Owning a home is one of the biggest dreams for most persons. They envision the time when they can get rid of their landlords, make their own home décor choices, and stop worrying about home security. However, owning a home can become more like a nightmare if you bite off more home than you can chew. It's important to match your home ownership plans with what you can truly afford.
The mortgage meltdown in the United States has had far-reaching implications on the global financial marketplace. While Americans face thousands of devastating foreclosures and some stunning bank crashes, the rest of the world is reeling from the effects of the reduction in credit availability and the fall in the American consumers’ spending power.
One of the reasons for the current real estate crisis up north is that many people spent too much money buying homes that they really didn't have the earning capacity to pay for. In previous years, the American economy had enjoyed a booming real estate market, with an exponential growth in home prices. In expectation of this continued growth, many persons bought homes with mortgage payments that they couldn't afford, hoping to upgrade the property and ‘flip’ it for quick profit. The softening of real estate prices meant that they were stuck with homes they couldn't sell.
Other persons who didn't qualify for mortgages were swayed into buying homes by lenient lending policies that offered ‘zero per cent down’ deals, and sub-prime mortgage plans. These loans came with a catch that at some point the initially reasonable interest rate would balloon into an amount that was beyond the means of the homeowner to pay. To compound the crisis, large financial institutions invested in these sub-prime loans which now seem irrecoverable.
It's not impossible for this scenario to be repeated in Jamaica if we don't learn the lessons from their costly mistakes. When thinking of home ownership there are some key issues that you need to consider:
Do you have enough money for the down payment?
Most sales agreements require between 15 - 20 per cent of the purchase amount as an initial deposit. If you're tempted by an offer that has a significantly lower down payment, remember that it will only increase your loan amount and your monthly requirement. Money to pay closing costs such as attorney's fees, processing fees and government taxes must also be available. Note that you should never totally deplete your savings for the deposit, as this can put you at risk in case of an emergency.
Can you pay the mortgage along with your other debts?
This is the lender's most important consideration when deciding to grant you a loan. Your debt-to-income ratio looks at your mortgage payments and other loan obligations, such as credit cards and car loans, as a percentage of your gross income. Many mortgage companies use a ratio of approximately 33 per cent; that is your total loan payments should not be more than one third of your gross income.
Can you afford to maintain the property?
It's one thing to have the down payment and the mortgage covered. Being able to afford the regular upkeep costs associated with home ownership is another. You also have to consider home insurance and mortgage peril insurance payments, property taxes, strata fees, security and repair costs in determining if you can afford to buy a house.

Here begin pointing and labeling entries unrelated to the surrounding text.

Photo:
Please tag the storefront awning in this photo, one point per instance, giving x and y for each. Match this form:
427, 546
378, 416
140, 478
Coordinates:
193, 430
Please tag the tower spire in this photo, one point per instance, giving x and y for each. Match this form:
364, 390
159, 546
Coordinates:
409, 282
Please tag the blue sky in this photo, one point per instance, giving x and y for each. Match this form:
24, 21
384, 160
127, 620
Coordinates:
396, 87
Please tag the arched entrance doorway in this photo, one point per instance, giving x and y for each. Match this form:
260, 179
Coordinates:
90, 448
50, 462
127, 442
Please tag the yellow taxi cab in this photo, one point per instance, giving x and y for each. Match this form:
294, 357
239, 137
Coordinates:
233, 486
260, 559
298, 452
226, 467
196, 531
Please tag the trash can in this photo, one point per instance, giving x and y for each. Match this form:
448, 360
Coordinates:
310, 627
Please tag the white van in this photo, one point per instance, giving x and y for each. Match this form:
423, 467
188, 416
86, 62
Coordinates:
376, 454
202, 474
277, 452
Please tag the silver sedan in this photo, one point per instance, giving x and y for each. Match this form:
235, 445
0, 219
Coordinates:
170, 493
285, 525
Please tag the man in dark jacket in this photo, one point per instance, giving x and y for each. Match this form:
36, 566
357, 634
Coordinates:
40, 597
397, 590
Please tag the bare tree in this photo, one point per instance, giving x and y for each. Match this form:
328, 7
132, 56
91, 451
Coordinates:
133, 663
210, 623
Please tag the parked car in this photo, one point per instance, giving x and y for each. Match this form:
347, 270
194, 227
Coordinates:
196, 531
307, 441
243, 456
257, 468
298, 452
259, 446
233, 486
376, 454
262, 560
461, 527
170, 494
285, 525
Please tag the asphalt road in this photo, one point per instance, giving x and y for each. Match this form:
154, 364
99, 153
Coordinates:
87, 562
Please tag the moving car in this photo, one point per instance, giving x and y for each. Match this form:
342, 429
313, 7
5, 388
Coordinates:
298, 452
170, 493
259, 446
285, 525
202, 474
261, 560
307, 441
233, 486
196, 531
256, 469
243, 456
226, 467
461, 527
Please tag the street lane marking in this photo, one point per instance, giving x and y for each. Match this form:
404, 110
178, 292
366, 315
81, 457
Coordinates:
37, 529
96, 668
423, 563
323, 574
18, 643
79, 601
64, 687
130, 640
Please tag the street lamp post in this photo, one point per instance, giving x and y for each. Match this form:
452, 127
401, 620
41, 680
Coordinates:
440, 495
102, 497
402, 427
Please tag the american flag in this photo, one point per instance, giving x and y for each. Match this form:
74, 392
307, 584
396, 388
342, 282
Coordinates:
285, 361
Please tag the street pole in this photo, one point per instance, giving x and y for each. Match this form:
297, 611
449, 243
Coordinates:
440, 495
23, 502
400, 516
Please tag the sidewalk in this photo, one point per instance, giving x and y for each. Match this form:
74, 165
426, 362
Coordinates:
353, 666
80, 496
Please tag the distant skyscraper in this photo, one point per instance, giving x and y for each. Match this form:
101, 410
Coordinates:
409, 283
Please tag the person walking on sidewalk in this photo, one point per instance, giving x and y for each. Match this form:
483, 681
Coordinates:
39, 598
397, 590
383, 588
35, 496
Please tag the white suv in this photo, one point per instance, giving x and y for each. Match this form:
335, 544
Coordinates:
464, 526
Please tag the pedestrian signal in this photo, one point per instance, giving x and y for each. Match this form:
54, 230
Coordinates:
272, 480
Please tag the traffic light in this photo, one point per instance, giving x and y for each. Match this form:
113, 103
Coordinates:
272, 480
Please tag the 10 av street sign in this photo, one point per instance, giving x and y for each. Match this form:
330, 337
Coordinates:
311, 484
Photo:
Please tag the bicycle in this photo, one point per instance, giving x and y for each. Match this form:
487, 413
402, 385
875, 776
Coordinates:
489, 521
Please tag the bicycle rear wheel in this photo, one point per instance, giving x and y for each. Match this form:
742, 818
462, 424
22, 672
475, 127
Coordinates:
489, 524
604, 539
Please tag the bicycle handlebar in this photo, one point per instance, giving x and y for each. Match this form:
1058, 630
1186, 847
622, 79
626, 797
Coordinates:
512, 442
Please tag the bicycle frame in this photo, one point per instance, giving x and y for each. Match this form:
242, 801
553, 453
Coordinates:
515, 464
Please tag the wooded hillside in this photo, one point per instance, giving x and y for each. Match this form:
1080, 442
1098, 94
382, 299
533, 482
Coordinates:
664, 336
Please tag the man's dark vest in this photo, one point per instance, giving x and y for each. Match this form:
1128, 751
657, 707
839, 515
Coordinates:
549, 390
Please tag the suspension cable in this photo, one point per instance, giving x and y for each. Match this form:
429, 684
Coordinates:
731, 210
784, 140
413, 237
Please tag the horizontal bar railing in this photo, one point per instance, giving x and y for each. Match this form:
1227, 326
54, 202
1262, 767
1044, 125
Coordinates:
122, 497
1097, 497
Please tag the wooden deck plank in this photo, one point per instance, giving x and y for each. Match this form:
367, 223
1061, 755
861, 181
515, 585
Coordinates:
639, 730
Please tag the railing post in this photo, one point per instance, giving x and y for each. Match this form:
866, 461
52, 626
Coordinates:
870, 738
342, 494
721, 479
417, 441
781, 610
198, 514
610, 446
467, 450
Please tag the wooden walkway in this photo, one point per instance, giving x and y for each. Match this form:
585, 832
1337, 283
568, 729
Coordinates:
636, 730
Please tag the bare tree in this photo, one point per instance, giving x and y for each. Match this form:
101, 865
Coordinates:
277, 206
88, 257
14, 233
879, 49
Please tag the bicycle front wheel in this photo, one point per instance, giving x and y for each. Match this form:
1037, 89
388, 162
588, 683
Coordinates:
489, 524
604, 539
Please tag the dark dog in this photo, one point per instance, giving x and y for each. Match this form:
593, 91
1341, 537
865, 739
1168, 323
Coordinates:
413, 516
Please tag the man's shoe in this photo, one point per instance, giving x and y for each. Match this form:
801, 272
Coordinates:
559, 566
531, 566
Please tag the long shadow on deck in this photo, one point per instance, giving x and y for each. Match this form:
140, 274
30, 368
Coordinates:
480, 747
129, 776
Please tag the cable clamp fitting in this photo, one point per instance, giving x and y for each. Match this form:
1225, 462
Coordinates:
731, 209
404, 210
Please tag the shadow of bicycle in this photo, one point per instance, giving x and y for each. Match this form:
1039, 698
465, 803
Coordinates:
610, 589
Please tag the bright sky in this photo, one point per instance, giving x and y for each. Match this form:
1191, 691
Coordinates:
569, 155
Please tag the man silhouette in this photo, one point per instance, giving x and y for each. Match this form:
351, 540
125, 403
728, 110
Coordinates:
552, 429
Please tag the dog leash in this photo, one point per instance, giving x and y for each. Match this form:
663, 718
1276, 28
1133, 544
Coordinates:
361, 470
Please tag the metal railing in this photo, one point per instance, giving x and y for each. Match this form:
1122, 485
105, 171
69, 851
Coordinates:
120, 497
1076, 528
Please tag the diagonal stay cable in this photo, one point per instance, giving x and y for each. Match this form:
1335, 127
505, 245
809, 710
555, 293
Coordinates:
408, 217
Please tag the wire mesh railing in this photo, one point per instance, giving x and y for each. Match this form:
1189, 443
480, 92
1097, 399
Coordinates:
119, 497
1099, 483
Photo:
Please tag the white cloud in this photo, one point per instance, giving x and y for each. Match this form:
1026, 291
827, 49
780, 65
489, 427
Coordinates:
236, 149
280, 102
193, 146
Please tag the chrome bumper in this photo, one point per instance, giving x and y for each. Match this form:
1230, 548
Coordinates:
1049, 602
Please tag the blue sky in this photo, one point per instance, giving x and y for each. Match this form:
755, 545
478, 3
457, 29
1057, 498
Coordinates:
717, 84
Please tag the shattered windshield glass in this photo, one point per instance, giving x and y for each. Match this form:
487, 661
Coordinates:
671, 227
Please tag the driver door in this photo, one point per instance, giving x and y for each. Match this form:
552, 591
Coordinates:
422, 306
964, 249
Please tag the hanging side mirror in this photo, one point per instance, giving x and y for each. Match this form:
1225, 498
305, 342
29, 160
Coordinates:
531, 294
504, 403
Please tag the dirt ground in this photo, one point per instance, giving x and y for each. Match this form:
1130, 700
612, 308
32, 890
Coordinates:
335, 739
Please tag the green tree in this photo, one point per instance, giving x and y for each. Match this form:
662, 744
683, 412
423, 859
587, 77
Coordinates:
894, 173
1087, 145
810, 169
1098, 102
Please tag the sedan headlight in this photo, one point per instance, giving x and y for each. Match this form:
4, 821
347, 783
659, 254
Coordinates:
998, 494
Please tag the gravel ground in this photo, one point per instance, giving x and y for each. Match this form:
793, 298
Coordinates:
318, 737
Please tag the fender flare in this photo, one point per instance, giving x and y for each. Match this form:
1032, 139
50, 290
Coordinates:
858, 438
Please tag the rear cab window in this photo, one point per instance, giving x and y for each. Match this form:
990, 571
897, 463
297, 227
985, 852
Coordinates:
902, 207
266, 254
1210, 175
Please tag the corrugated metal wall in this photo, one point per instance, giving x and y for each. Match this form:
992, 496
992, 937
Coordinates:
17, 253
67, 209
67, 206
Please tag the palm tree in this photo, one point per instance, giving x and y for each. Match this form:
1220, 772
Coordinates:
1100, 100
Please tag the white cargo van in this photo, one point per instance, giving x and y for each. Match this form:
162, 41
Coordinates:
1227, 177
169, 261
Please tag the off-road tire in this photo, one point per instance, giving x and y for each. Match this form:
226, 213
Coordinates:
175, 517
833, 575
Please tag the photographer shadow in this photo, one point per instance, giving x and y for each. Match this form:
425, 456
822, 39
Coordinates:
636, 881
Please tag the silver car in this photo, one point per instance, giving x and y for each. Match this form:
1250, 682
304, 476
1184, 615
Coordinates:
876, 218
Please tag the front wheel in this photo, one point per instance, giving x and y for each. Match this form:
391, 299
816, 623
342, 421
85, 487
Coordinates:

Is your source of income stable?
You need to think about how secure your income sources are before you commit to this big purchase. Some persons have taken the risky route to home ownership by depending on income from ‘alternative’ investments to meet their house payments. If you would never be able to afford the loan on your regular salary, maybe you should re-think buying a house until you can create additional earnings that you can rely on.
Is it a lot cheaper to rent than to buy?
If the cost of purchasing the kind of home you would like to live in is several times the cost to rent a similar property, it might not be a wise financial decision to buy. If there is a huge difference in renting vs. buying costs, then perhaps you can consider getting a less expensive house. You can even rent out your property and save the extra amount, so that later you will be able to afford to trade up to your dream house.
If you're comfortable with your answers to the above, and you believe you're ready to take the plunge into buying your own home, how about testing the water before you actually jump in? Calculate the total expected cost of home ownership and save this amount for a few months to see if you can really manage it. If you find that your ‘pretend’ mortgage payment does not break your pocket, then go for it- you just might be able to afford your own home.